As the interminable seventh-inning stretch goes on, thanks to a six-minute rendition of 'God Bless America,' both managers might want to take a deep breath, step back and let their players play a bit the last two and a half innings.
Matt Holliday finally came through, for the first time all night, nearly making Ron Washington pay on the spot for the awful decision to intentionally walk Albert Pujols with the bases empty and two out. Albert Pujols might have been able to score on the play, a long single to left-center field, but did not pick up the ball well enough and was held up. Holliday reached second base on the throw home.

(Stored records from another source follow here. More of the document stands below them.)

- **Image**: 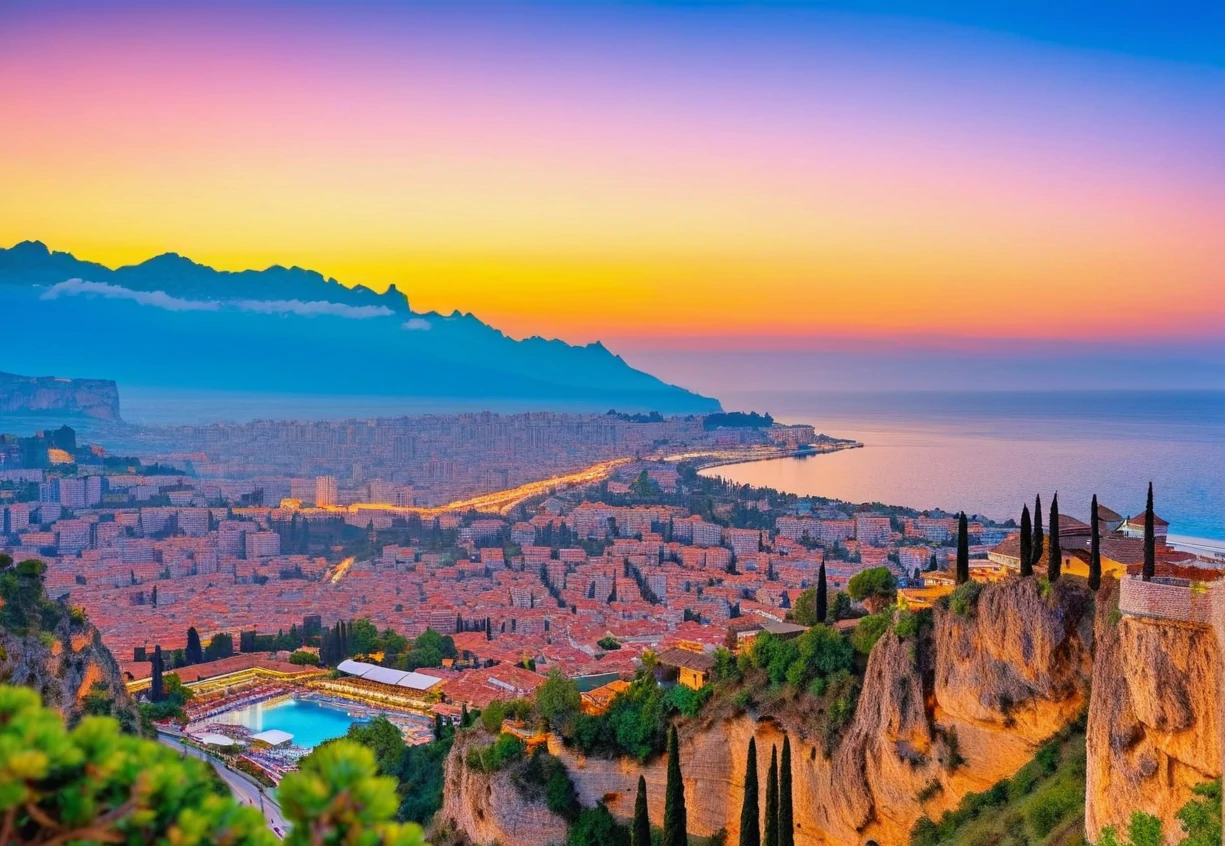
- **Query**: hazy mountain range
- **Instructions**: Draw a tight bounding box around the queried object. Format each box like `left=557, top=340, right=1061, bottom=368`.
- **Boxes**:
left=0, top=241, right=719, bottom=414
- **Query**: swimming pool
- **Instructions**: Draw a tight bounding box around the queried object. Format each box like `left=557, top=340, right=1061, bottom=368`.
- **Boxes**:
left=213, top=699, right=365, bottom=749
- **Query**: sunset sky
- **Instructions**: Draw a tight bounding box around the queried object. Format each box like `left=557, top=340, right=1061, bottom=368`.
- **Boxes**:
left=0, top=2, right=1225, bottom=381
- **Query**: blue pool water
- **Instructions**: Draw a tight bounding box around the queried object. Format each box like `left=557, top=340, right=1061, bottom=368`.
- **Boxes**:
left=216, top=699, right=363, bottom=749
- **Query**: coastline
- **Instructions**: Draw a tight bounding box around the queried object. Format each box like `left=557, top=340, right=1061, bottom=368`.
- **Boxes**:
left=686, top=440, right=864, bottom=474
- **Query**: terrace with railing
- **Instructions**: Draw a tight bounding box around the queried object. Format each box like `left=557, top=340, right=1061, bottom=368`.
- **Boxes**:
left=1118, top=572, right=1225, bottom=626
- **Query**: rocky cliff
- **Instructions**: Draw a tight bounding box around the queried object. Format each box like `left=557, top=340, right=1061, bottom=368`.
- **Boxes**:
left=434, top=733, right=566, bottom=846
left=447, top=579, right=1093, bottom=846
left=0, top=373, right=119, bottom=420
left=0, top=592, right=140, bottom=732
left=1085, top=582, right=1221, bottom=844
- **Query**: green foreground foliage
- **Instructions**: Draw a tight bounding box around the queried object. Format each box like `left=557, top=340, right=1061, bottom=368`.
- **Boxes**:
left=910, top=717, right=1221, bottom=846
left=311, top=716, right=454, bottom=825
left=0, top=687, right=425, bottom=846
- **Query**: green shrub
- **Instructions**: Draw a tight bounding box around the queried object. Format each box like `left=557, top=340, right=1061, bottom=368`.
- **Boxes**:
left=511, top=752, right=582, bottom=820
left=0, top=687, right=424, bottom=846
left=464, top=733, right=524, bottom=773
left=1025, top=785, right=1084, bottom=837
left=664, top=684, right=714, bottom=717
left=948, top=579, right=982, bottom=617
left=566, top=803, right=630, bottom=846
left=1178, top=779, right=1221, bottom=846
left=915, top=779, right=944, bottom=803
left=850, top=611, right=893, bottom=655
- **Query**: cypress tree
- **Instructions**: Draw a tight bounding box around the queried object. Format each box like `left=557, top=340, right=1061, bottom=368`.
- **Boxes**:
left=1046, top=491, right=1063, bottom=582
left=762, top=746, right=778, bottom=846
left=1089, top=493, right=1101, bottom=590
left=957, top=511, right=970, bottom=584
left=1018, top=506, right=1034, bottom=577
left=630, top=775, right=650, bottom=846
left=183, top=626, right=205, bottom=666
left=778, top=735, right=795, bottom=846
left=1142, top=482, right=1156, bottom=582
left=149, top=646, right=165, bottom=702
left=663, top=726, right=688, bottom=846
left=817, top=561, right=829, bottom=623
left=740, top=737, right=762, bottom=846
left=1030, top=496, right=1046, bottom=567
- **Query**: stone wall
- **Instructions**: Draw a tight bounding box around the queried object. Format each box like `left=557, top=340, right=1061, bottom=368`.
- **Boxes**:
left=1213, top=589, right=1225, bottom=837
left=1118, top=577, right=1225, bottom=626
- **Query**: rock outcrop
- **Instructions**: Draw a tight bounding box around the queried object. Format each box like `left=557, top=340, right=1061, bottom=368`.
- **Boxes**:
left=447, top=579, right=1093, bottom=846
left=434, top=735, right=566, bottom=846
left=1085, top=582, right=1221, bottom=844
left=0, top=373, right=119, bottom=420
left=0, top=599, right=140, bottom=732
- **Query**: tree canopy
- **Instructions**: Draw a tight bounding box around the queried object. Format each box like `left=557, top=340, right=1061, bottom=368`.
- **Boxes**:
left=0, top=687, right=425, bottom=846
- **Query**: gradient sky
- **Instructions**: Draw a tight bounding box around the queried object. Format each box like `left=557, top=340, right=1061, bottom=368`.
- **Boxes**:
left=0, top=2, right=1225, bottom=364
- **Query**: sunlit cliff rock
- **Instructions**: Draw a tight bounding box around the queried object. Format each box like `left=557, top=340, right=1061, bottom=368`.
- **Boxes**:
left=443, top=579, right=1093, bottom=846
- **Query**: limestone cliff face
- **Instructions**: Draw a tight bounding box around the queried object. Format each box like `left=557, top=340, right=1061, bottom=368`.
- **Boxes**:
left=0, top=373, right=119, bottom=420
left=435, top=735, right=566, bottom=846
left=0, top=604, right=140, bottom=732
left=1085, top=582, right=1221, bottom=844
left=448, top=579, right=1093, bottom=846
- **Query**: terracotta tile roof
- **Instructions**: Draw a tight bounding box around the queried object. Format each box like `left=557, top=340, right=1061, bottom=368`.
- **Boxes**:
left=659, top=646, right=714, bottom=672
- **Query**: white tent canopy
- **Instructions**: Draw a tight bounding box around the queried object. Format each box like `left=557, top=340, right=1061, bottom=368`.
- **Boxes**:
left=336, top=660, right=442, bottom=691
left=396, top=671, right=442, bottom=691
left=196, top=732, right=241, bottom=746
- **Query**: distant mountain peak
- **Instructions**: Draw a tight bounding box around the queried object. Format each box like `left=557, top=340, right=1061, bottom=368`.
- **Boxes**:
left=0, top=241, right=719, bottom=414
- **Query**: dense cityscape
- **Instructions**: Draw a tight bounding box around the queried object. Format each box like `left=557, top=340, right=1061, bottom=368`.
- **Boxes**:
left=0, top=411, right=1220, bottom=836
left=0, top=0, right=1225, bottom=846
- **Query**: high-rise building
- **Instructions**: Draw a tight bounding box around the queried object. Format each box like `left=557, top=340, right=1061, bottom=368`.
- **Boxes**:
left=315, top=476, right=336, bottom=508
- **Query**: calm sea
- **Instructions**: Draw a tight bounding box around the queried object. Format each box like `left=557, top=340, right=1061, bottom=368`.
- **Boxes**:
left=711, top=392, right=1225, bottom=539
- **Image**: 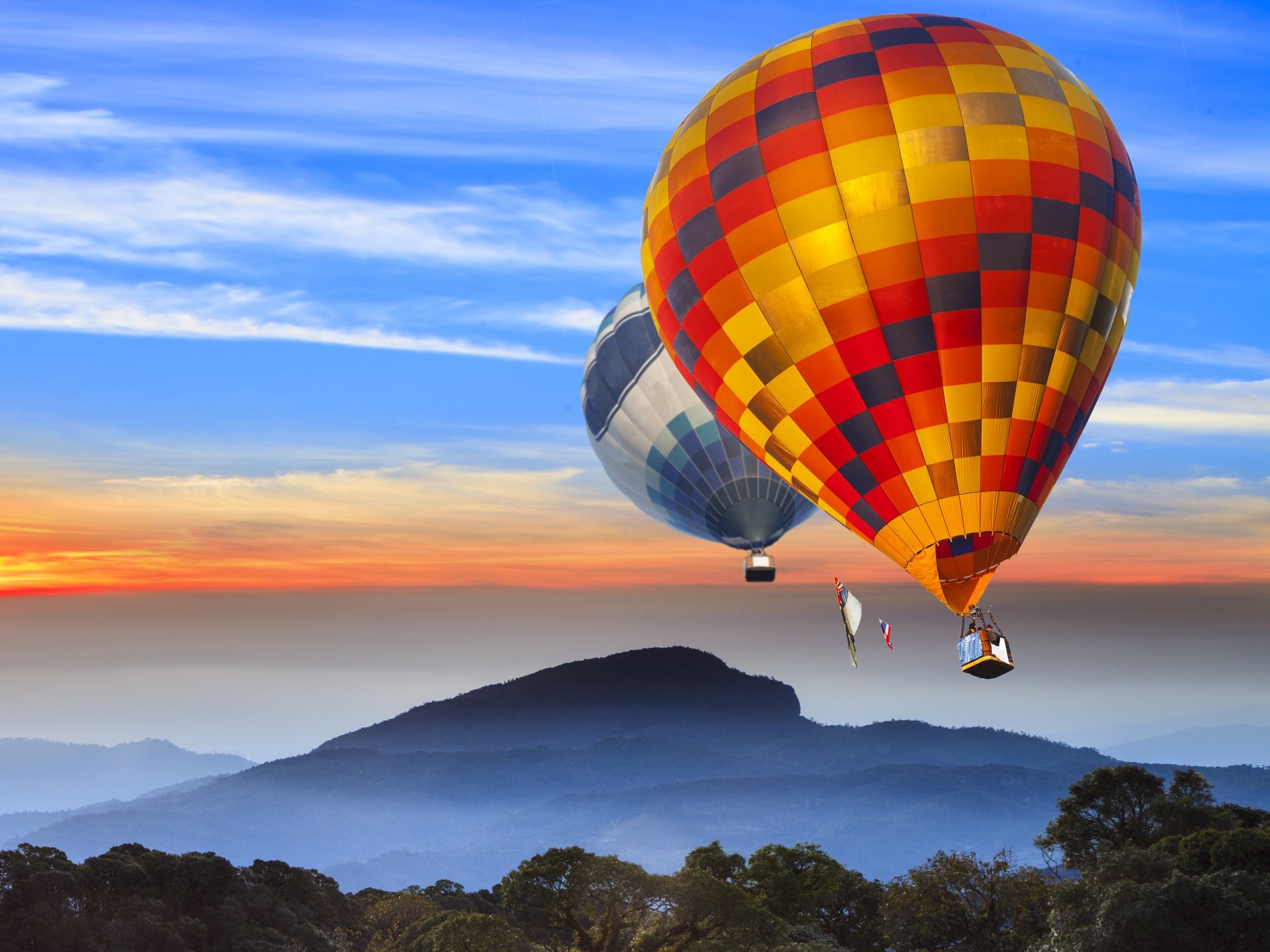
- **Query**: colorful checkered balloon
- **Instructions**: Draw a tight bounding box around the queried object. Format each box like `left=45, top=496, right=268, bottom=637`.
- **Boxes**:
left=642, top=14, right=1142, bottom=614
left=582, top=284, right=815, bottom=558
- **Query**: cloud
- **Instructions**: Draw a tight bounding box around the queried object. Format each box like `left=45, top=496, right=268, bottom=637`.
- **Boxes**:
left=1090, top=379, right=1270, bottom=437
left=0, top=73, right=142, bottom=143
left=0, top=267, right=580, bottom=364
left=1130, top=130, right=1270, bottom=189
left=1120, top=338, right=1270, bottom=371
left=0, top=170, right=639, bottom=274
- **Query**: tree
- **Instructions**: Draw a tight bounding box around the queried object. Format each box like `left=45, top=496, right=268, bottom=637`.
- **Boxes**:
left=631, top=873, right=788, bottom=952
left=747, top=843, right=884, bottom=950
left=882, top=850, right=1050, bottom=952
left=499, top=847, right=662, bottom=952
left=1036, top=764, right=1165, bottom=870
left=409, top=910, right=541, bottom=952
left=362, top=886, right=438, bottom=952
left=683, top=840, right=747, bottom=883
left=1036, top=871, right=1270, bottom=952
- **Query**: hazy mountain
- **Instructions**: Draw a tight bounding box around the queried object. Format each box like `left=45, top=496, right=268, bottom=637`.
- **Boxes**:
left=1103, top=723, right=1270, bottom=767
left=0, top=738, right=253, bottom=814
left=319, top=649, right=800, bottom=752
left=12, top=649, right=1270, bottom=888
left=0, top=774, right=224, bottom=843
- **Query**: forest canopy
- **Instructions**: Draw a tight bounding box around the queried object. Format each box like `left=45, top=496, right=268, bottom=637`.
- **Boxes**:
left=0, top=764, right=1270, bottom=952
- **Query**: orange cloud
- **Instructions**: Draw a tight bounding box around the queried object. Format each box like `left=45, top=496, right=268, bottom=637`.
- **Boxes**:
left=0, top=462, right=1270, bottom=604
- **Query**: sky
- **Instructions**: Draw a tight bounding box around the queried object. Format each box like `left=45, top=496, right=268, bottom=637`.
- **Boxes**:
left=0, top=0, right=1270, bottom=756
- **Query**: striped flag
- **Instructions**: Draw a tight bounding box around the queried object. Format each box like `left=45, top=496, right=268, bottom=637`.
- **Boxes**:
left=833, top=575, right=864, bottom=668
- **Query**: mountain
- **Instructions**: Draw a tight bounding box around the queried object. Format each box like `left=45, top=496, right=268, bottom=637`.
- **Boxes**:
left=10, top=647, right=1270, bottom=889
left=319, top=647, right=801, bottom=752
left=0, top=774, right=224, bottom=843
left=0, top=738, right=253, bottom=814
left=1103, top=723, right=1270, bottom=767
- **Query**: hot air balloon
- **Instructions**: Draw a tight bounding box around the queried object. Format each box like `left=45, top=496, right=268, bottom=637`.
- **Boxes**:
left=582, top=284, right=815, bottom=581
left=642, top=14, right=1142, bottom=627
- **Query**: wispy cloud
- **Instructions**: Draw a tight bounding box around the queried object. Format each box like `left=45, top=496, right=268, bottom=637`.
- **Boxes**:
left=0, top=171, right=639, bottom=273
left=1090, top=379, right=1270, bottom=437
left=1120, top=338, right=1270, bottom=371
left=1129, top=130, right=1270, bottom=190
left=0, top=268, right=580, bottom=364
left=0, top=73, right=138, bottom=142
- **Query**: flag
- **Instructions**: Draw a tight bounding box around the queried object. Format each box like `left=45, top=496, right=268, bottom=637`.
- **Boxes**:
left=833, top=575, right=859, bottom=668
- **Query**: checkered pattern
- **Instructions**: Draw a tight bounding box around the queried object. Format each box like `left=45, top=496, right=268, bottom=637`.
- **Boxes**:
left=642, top=15, right=1142, bottom=613
left=582, top=284, right=815, bottom=550
left=646, top=405, right=815, bottom=550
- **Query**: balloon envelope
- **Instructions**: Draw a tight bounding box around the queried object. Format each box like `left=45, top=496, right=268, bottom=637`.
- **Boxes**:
left=642, top=15, right=1142, bottom=613
left=582, top=284, right=815, bottom=550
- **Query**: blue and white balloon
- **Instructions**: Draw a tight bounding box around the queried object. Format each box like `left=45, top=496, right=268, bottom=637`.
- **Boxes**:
left=582, top=284, right=815, bottom=581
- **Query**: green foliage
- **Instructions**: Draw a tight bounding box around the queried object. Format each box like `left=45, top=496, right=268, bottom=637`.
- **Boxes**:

With two men on and two outs, Lance Berkman has now been issued a much more logical intentional walk. This time, by walking Berkman, the Rangers gain a tangible advantage. Berkman bats left-handed; David Freese bats right-handed. Ogando is a freak against right-handed pitching, a truly dominant force against them, so at last, a managerial ploy in this game makes sense.
Again, over-managing is not a good thing. Allen Craig took off trying to steal second base with one out and Albert Pujols (who hits a ton of extra-base hits, enough that trying to increase the benefit of a single doesn't make much sense) at bat, and got caught.
That could have put the inning pretty well away, but then, Ron Washington answered Tony La Russa's mismanagement with his own once again. With a 1-1 count, Mike Napoli stood and directed an intentional walk of Pujols to put a runner back on base with two outs. Again, if you think that was a good choice, you're WAY underestimating Matt Holliday.
I know this is off-topic, but is anyone else weirded out by the bulbous protrusion on the right side of Ogando's face? I've thought that to myself 10 times in this postseason if I've though it once. Anyway, he walks Craig to bring Pujols to bat with the tying run on base. Suddenly, the Rangers are back in trouble.